Defense lawyers showed that Bailey's initial recollection to prosecutors about the meeting between Scrushy and Siegelman had to be false. Bailey said that after the meeting, Siegelman showed him a check Scrushy had given him, but the check was dated later. Bailey admitted he wasn't sure when the meeting occurred.
McDonald set out testimony that Bailey had racked up thousands in debts trading stocks on credit while was a member of Siegelman's cabinet. McDonald said the debts totaled $250,000.

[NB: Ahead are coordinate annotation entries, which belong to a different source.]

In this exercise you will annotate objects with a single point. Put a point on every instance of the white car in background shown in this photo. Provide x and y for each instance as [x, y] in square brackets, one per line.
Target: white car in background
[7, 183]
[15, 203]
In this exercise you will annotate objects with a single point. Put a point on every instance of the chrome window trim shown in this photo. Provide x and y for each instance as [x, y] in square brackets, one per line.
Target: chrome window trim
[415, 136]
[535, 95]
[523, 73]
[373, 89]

Earlier in the week, Bailey testified that Scrushy made campaign contributions to get a seat on the state Certificate of Need Review Board. But under cross-examination by Scrushy lawyer Art Leach, Bailey said he was never in the room when his boss met with Scrushy.

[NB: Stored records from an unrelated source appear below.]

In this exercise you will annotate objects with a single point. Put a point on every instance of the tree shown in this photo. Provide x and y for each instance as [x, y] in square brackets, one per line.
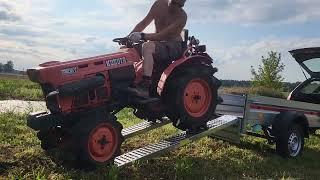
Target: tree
[8, 67]
[269, 73]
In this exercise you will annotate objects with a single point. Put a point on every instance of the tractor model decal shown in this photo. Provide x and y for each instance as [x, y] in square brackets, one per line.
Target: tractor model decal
[69, 71]
[116, 61]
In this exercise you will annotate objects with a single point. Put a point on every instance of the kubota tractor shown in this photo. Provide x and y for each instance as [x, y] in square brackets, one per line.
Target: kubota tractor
[84, 95]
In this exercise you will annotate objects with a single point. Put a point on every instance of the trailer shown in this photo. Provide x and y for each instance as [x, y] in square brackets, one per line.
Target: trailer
[282, 122]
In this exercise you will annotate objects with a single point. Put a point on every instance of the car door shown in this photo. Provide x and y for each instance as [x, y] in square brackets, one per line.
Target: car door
[308, 91]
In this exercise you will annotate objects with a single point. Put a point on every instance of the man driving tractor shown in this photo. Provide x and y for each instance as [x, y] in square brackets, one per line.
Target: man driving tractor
[170, 19]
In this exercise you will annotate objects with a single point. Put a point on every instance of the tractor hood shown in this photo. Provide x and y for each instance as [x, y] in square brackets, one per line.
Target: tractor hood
[309, 59]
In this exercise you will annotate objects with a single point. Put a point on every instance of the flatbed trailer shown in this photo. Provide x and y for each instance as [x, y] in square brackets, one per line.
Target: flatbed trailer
[282, 122]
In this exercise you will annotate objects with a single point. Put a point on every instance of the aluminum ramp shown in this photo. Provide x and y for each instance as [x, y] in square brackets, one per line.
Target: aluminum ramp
[174, 141]
[143, 127]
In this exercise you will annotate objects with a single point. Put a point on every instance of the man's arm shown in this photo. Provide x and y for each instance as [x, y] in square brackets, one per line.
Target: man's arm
[173, 29]
[146, 21]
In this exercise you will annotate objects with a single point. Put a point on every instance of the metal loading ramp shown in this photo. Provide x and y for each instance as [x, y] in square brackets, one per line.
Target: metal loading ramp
[174, 141]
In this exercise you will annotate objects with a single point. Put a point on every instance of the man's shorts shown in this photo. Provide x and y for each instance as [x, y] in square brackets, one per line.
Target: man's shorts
[168, 51]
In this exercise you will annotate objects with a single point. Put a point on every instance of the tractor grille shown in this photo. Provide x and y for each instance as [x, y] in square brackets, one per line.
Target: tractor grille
[51, 102]
[81, 99]
[102, 93]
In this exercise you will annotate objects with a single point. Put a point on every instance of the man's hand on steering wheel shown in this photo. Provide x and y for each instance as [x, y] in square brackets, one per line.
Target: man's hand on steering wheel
[136, 37]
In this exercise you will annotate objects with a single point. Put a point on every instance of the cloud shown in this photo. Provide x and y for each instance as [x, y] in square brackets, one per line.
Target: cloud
[235, 62]
[254, 12]
[8, 12]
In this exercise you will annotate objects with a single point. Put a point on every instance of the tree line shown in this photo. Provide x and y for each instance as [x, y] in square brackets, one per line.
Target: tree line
[7, 67]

That's enough reasonable doubt on the bribery count to give Shaquille O'Neal a hernia. And yet Don Siegelman and Richard Scrushy are in federal prison.

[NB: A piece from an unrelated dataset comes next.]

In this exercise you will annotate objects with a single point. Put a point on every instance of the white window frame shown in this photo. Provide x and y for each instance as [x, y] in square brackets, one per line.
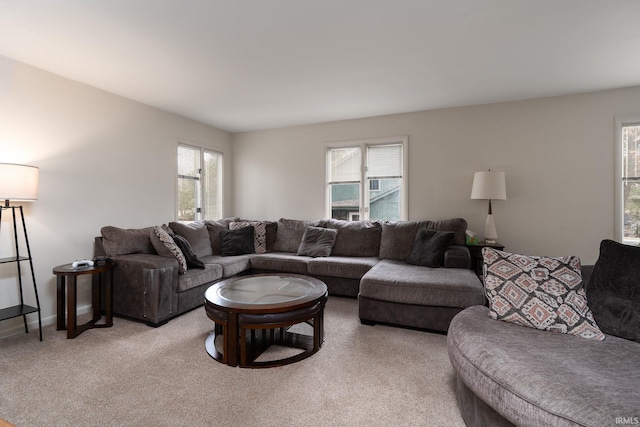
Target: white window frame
[201, 214]
[619, 171]
[364, 190]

So were the Siegelman jurors on drugs? I ask that question in jest; I suspect they were honest, hard-working folks trying to do a thankless task. But we know they were under the influence of a judge who appears to have had an agenda in the case. And that might have been all it took to make the jurors look like a bunch of whack jobs.
What, ultimately, did I learn from my research? The Siegelman conviction looks nasty from a distance. And it looks even uglier up close.